19 de septiembre 2003 - 00:00

Niega Francia haber entrenado torturadores

Los militares franceses tuvieron mejor suerte que su pares británicos -no se confirmó aún la visita del titular del ejército inglés por su participación en acciones contra el IRA en el episodio conocido como Bloody Sunday (domingo sangriento)- y en sigilo una delegación de oficiales galos cumplió en el país con la agenda programada por el Ejército Argentino para una visita de una semana.

El embajador francés, Francis Lott, recomendó perfil bajo en las comunicaciones a la prensa a propósito de la visita oficial que hicieron la semana pasada el general de brigada Thierry Cambournac, subdirector de Reclutamiento de la Dirección de Personal Militar del ejército de Francia, y el coronel Fréderic Bancel, jefe de la Sección Reservas del Comando de Personal.
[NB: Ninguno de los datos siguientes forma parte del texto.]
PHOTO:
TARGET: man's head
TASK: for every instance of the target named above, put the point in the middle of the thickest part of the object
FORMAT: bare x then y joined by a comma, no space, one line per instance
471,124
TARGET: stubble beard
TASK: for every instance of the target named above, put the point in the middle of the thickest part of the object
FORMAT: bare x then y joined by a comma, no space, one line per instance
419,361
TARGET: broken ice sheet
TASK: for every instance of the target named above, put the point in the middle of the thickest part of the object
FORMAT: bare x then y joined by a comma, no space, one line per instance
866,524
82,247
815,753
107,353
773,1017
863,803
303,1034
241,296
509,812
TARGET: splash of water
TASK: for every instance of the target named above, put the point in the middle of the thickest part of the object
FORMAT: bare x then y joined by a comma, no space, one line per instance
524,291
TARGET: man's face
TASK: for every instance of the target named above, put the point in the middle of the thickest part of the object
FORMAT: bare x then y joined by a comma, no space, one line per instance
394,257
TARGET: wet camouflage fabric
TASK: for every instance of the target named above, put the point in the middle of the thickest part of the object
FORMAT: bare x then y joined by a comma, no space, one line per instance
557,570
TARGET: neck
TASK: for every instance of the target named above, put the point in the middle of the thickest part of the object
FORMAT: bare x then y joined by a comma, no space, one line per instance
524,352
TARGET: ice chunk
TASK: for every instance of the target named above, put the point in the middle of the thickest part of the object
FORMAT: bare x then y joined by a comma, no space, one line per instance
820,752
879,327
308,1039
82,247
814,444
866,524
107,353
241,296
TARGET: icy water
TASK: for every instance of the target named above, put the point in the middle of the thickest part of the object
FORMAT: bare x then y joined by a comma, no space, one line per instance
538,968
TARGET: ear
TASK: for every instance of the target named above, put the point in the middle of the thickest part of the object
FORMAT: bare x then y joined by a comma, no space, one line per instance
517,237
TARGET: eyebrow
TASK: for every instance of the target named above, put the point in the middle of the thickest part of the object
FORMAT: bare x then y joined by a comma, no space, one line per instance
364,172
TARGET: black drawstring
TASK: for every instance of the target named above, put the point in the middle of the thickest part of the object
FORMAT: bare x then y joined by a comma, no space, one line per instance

Es que se ha desatado una polémica en los despachos de la cancillería francesa sobre dos temas sensibles de la relación militar bilateral: la extradición del ex marino Alfredo Astiz y la revelación de que oficiales del ejército francés instruyeron en los '70 a los argentinos en las técnicas de contrasubversión.

La visita de los altos oficiales franceses preocupó a la cúpula del ejército dado el escándalo reciente de las declaraciones vertidas en un documental de los generales retirados Genaro Díaz Bessone, Albano Harguindeguy y Reinaldo Bignone -todos bajo sumario- que pusieron de manifiesto el rol jugado por los franceses como instructores de procedimientos -desapariciones y torturas- que son justamente los que determinaron el pedido de extradición de la Justicia francesa.

Ayer, el Ministerio de Relaciones Exteriores de Francia, a través del vocero Hervé Ladsous, rechazó « las acusaciones referentes a una pretendida cooperación entre las autoridades francesas y las dictaduras latinoamericanas, esos testimonios emanan esencialmente de individuos (los generales sumariados) que tuvieron responsabilidad directa en graves violaciones de los derechos humanos»... La prudencia informativa recomendada por Lott y cumplida a regañadientes por el Ejército, sumió a los visitantes galos en un anonimato que será reflejado como es habitual en los informes de situación que producen los uniformados extranjeros en cada visita al país. Para el Ministerio de Defensa, el congelamiento del vínculo castrense por influencia del pasado pone en jaque la instrucción y adiestramiento gratuito para las tres fuerzas que se había logrado a través de un convenio que firmaron en el verano pasado Horacio Jaunarena y el ministerio de Asuntos Extranjeros de la República Francesa, representado por el entonces embajador Paul Dijoud.

Nadie desea abrir otro conflicto con un ejército que es referente y parte de la OTAN, pero en la política y en la Justicia las paralelas a veces se cortan. Se ha dado la rara situación de que para defenderse en los juicios locales los uniformados buscarán testimonios de militares extranjeros.

Los defensores de Astiz están evaluando datos sobre la presencia de un francés, ex integrante de la OAS, Organization de L'Armeé Secrète; grupo también entrenado por el ejército galo para la represión en Argelia; que habría participado en el secuestro de una de las religiosas francesas
. La estrategia sería pedir la extradición a Francia del ex miembro de la OAS Bertrand de Parseval, de acuerdo con la Ley 24.767 de Cooperación Internacional en Materia Penal y Extradición, que justamente prevé reciprocidad del país que solicita un trámite de extradición.

• Demora

La cuestión no es menor; la Cancillería demoró una semana el envío a la Justicia del pedido de extradición de Astiz que hoy está a resolución del juez federal de Bahía Blanca Alcindo Alvarez Canale, porque el expediente remitido por Francia no contemplaba el requisito de reciprocidad. Los datos fueron aportados por Rosario Cerruti, madre de un desaparecido, quien presuntamente escapó de la iglesia de la Santa Cruz cuando se capturó a la monja francesa Alice Domon. Cerruti afirmó en un film documental que hubo un personaje con dificultades para caminar que se paseaba nerviosamente en el momento en que se detenía a varias personas, entre las cuales estaba Alice Domon, y que cuando relató el suceso al entonces cónsul francés en la Argentina, éste lo reconoció y también que en un encuentro con la congregación de las religiosas de Domon, en Francia, se le confirmó que el rengo era un «francés de Argelia».

En ruedas de café los visitantes galos intercambiaron experiencias sobre los programas de personal de reserva. El general
Cambournac manifestó: «Nos habíamos informado de antemano sobre las dificultades por las que pasa el Ejército Argentino debido a la situación de la economía».